Central Banks decision week will have first Fed and Copom double of the year
The week that marks the turn of the month is highlighted for markets by the decisions of central banks. The BCs of U.S (Fed), from Brazil (Copom), from England (BoE) and the euro zone (ECB) meet at the beginning of February.
The highlight is “Super Wednesday”, when the first “Fompom” of the year takes place. On this day, the Federal Open Market Committee (FOMC) of Federal Reserve it’s the Monetary Policy Committee of the BCB announce their respective interest rates every few hours.
And this coincidence will be repeated five more times throughout 2023. In March, May, September, October and December, both Committees meet again on the same days. Not by chance, in February, there is still the European “Super Thursday” a day later.
However, each authority is experiencing a different moment in the current monetary policy cycle. While the English BC and the ECB interest rates are still tightened by 0.50 percentage points (pp) each, the steps taken by the Fed and the Copom are more uncertain.
On the one hand, the expectation in the US is for a reduction in the pace of interest rate hikes, to 0.25 pp. If confirmed, it will be the second slowdown in a row. In the end, in December the Fed raised the rate by 0.50 ppcoming from four consecutive increases of 0.75 pp between June and November 2022.
Fed and Copom: what comes after the pause?
After that, a residual adjustment of 0.25 pp is still expected, followed by an extended break in the interest rate. Fed Funds. By the way, the Copom is experiencing exactly this moment in which interest rates are maintained for an extended period – after having raised the Selic 12 times in the longest cycle since 1999.
The difference is that while the expectation for the Fed is aggressive cuts from the middle of this year, here, the forecast of a base rate parked at the current 13.75% for even longer. More than that, the Copom’s next step may be upwards – not downwards.

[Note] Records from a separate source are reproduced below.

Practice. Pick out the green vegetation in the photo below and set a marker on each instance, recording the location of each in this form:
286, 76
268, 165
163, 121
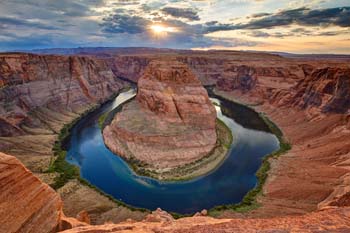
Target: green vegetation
68, 171
65, 171
194, 169
101, 119
249, 201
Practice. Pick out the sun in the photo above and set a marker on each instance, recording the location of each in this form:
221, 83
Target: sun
162, 29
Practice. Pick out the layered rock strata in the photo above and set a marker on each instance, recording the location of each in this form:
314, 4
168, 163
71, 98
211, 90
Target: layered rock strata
171, 123
26, 204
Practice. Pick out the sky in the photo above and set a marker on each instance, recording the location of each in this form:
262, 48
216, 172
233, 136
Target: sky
305, 26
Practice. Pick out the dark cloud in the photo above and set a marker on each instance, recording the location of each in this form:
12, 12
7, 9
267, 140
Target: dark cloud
124, 23
259, 34
34, 41
126, 2
258, 15
339, 16
6, 22
186, 13
303, 16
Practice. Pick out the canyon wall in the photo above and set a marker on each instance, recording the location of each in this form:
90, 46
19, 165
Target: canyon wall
32, 85
27, 205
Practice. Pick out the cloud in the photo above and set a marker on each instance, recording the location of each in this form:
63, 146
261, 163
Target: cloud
6, 22
302, 16
339, 16
186, 13
124, 23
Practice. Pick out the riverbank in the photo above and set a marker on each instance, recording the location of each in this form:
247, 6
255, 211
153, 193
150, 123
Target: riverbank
249, 201
226, 207
195, 169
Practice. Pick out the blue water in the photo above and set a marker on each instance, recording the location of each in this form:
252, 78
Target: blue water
226, 185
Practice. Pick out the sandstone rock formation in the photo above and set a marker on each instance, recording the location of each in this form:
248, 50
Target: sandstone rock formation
336, 220
26, 204
171, 122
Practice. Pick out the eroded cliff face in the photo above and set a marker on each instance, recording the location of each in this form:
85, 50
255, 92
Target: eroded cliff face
32, 85
27, 204
327, 89
171, 122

With that, the Fed chairman’s statements, Jerome Powell, and the Copom communiqué, both after the respective announcements on the 1st, tend to help outline the flight plan. However, the scenario ahead is cloudy, subject to operational failures in driving the interest rate – and in the dynamics of the markets.
Market decides before
After all, even if recent data point to a resilience of the US economy, at some point, US activity must stop, coming to the brink of collapse. recession. This is because the tightening of interest rates already carried out by the Fed is not yet reflected in corporate profits, inflation has not dropped to acceptable levels and unemployment has not yet risen.
The same happens in Brazil, which seems to have already fallen over the precipice, devoid of a new anchor. Supervisor. Even so, the “gringos” maintain a voracious appetite fur risk premium in Brazil, giving rhythm to the Ibovespa. The entry of external resources into the B3 opened the debate on the dollar come under R$ 5.00 coming soon.
But this window of opportunity for emerging it may close as soon as favorable winds from the outside change direction. By the way, it is worth remembering that China returns this week from the long break for the Lunar New Year holiday number 4,721, governed by the Rabbit.
The animal, which in Chinese popular wisdom governs a period favorable to tranquility and prosperity, this year is associated with water. This basic element of a liquid characteristic guarantees the necessary fluidity for money. But where is it even said that “Against the flow, there is no argument”?
I am an author and journalist with a focus on market news. I have worked for a global news website for the past two years, writing articles on a range of topics relating to the stock market. My work has been published in international publications and I have delivered talks at both academic institutions and business conferences around the world.